Después
de entrar en un análisis profundo sobre la actuación de la Alemania nazi
durante la Segunda Guerra Mundial como base para erigir lo que es mi segunda
novela (ahondando en la persecución y genocidio de judíos y otros grupos
minoritarios de Europa y norte de África), reviví el sufrimiento de unas 11 ó
12 millones de personas sobre el marco de un hecho histórico terrible, de
brutal envergadura. Seguidamente me topé con la Inquisición y lo que averigüé
me sobrecogió. Nuevamente me movilicé en un viaje hacia lo más oscuro de
nuestro pasado, visité el museo de Santillana del Mar, escalofriante lugar que
alberga objetos y maquinaria de tortura del “Santo Oficio”, y me zambullí en la
elaboración de otra novela. El Tribunal de la Inquisición, creado por el papa
Gregorio IX para perseguir a los que ellos mismos denominaban “enemigos de la
fe”, juzgó, torturó y asesinó a un número de personas imposible de precisar. Durante
estos breves, pero intensos, recorridos por la historia estoy convencida de que
todo, absolutamente todo cuanto podamos imaginar es superado por la realidad.

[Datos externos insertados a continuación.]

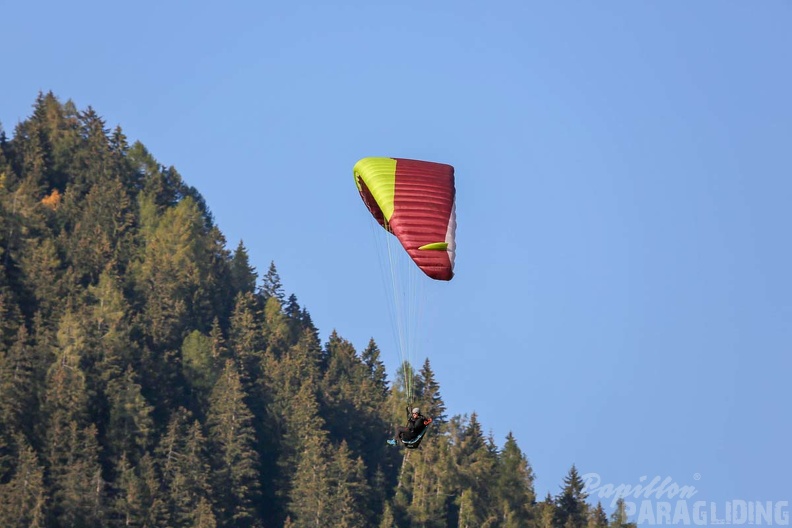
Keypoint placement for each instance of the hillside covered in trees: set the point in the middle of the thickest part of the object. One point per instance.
(149, 377)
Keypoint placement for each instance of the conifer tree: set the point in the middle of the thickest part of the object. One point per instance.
(130, 424)
(245, 339)
(243, 275)
(232, 439)
(17, 386)
(185, 468)
(139, 496)
(350, 491)
(619, 518)
(271, 284)
(306, 464)
(546, 512)
(199, 366)
(433, 404)
(387, 520)
(597, 517)
(23, 497)
(571, 508)
(515, 481)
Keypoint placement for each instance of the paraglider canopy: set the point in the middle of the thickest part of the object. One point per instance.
(414, 200)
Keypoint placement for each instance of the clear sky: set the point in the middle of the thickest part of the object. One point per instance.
(622, 298)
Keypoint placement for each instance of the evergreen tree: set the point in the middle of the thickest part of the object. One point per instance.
(271, 285)
(243, 275)
(232, 439)
(571, 508)
(185, 468)
(432, 402)
(130, 424)
(23, 497)
(597, 517)
(17, 386)
(619, 518)
(515, 482)
(387, 520)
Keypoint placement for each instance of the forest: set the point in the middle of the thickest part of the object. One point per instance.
(151, 377)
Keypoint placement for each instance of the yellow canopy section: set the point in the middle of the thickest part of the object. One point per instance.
(379, 175)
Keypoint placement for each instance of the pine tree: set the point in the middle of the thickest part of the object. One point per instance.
(305, 463)
(515, 482)
(546, 510)
(433, 404)
(23, 498)
(185, 468)
(619, 518)
(199, 366)
(348, 481)
(597, 517)
(130, 424)
(232, 439)
(571, 508)
(243, 275)
(387, 520)
(17, 386)
(271, 285)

Pues la realidad de nuestro pasado está asentada sobre cimientos tan innobles
como lo son el fanatismo, el integrismo, la discriminación, la xenofobia, el
racismo y todo lo que estos términos encierran y conllevan. Reiterando lo
dicho, después de conocer los detalles más significativos de nuestro pasado,
reciente o lejano, ningún triunfo me hace sentirme orgullosa ni me considero
integrante de ningún bando, religión o ideología concreta.
Recuerdo
con estupor los conceptos erróneos que nos transmitían en nuestra infancia a
través de películas de cine o tebeos. Veíamos películas haciendo distinciones
entre malos y buenos, aunque todos fueran iguales y buscaran lo mismo, y
respirábamos tranquilos cuando eran los “nuestros” los que ganaban. A los niños
se les regalaba armas de juguete con las que luchaban, haciéndose daño por
cierto, y bolsitas de patéticos soldaditos verdes de plástico con los que
recrear las guerras y motines más sangrientos. Inconscientemente, quiero creer,
la sociedad enseñaba la historia tal como era, como la conocían, sin reparar en
que lo más acertado era terminar con antiguas y erróneas creencias
transmitiendo verdaderos valores, desmitificando conceptos y derribando
estereotipos.
En
la actualidad existen personajes que pasarán a la Historia pero, a diferencia
de los referidos hasta ahora, entrando por la puerta grande. El pasado 18 de
julio se celebró el día de Nelson Mandela, personaje icono de la lucha contra
el apartheid en Sudáfrica. Esta conmemoración, para quienes conocemos los
detalles, nos evoca muchas cosas, pero sobre todo una: el triunfo de la razón y
la libertad sobre la soberbia y el despotismo colonizador. Porque no debemos
olvidar que detrás de cada breve reseña histórica se encierra mucho más de lo
que se cuenta. La figura de Mandela representa la lucha silenciosa, la
resistencia pacífica, la esperanza de un pueblo discriminado que pasó de una
dictadura segregacionista blanca hasta la democracia multirracial. Y a mí, al
observar su imagen con detenimiento, me impresiona su sonrisa: tan sincera como
impecable, para nada atenuada por el paso de los años. No encuentro ni un
atisbo de rencor en sus ojos risueños; y su porte, allá por donde se encuentre,
resulta intachable. Ha dejado bien claro que en su ya legendaria figura no hay
nada fingido. Y todo aquel que haya visto “Invictus” habrá quedado conmovido al
ver en escena la gran lección que un ser humano que pasó 27 años en la cárcel
ha dado al mundo mientras se repetía a sí mismo que, pese a todo, era un hombre
libre y el dueño de su alma.
A
lo largo del tiempo el hombre ha sometido, maltratado y asesinado por
ideologías, creencias y ansias de dominación y poder. Y yo me pregunto,
observando con recelo la experiencia que atesoramos: ¿qué sería de la raza
humana sin el ejemplo y coraje de verdaderos héroes que, con dolor y lágrimas,
lucharon por la justicia, la libertad, los derechos humanos y la democracia?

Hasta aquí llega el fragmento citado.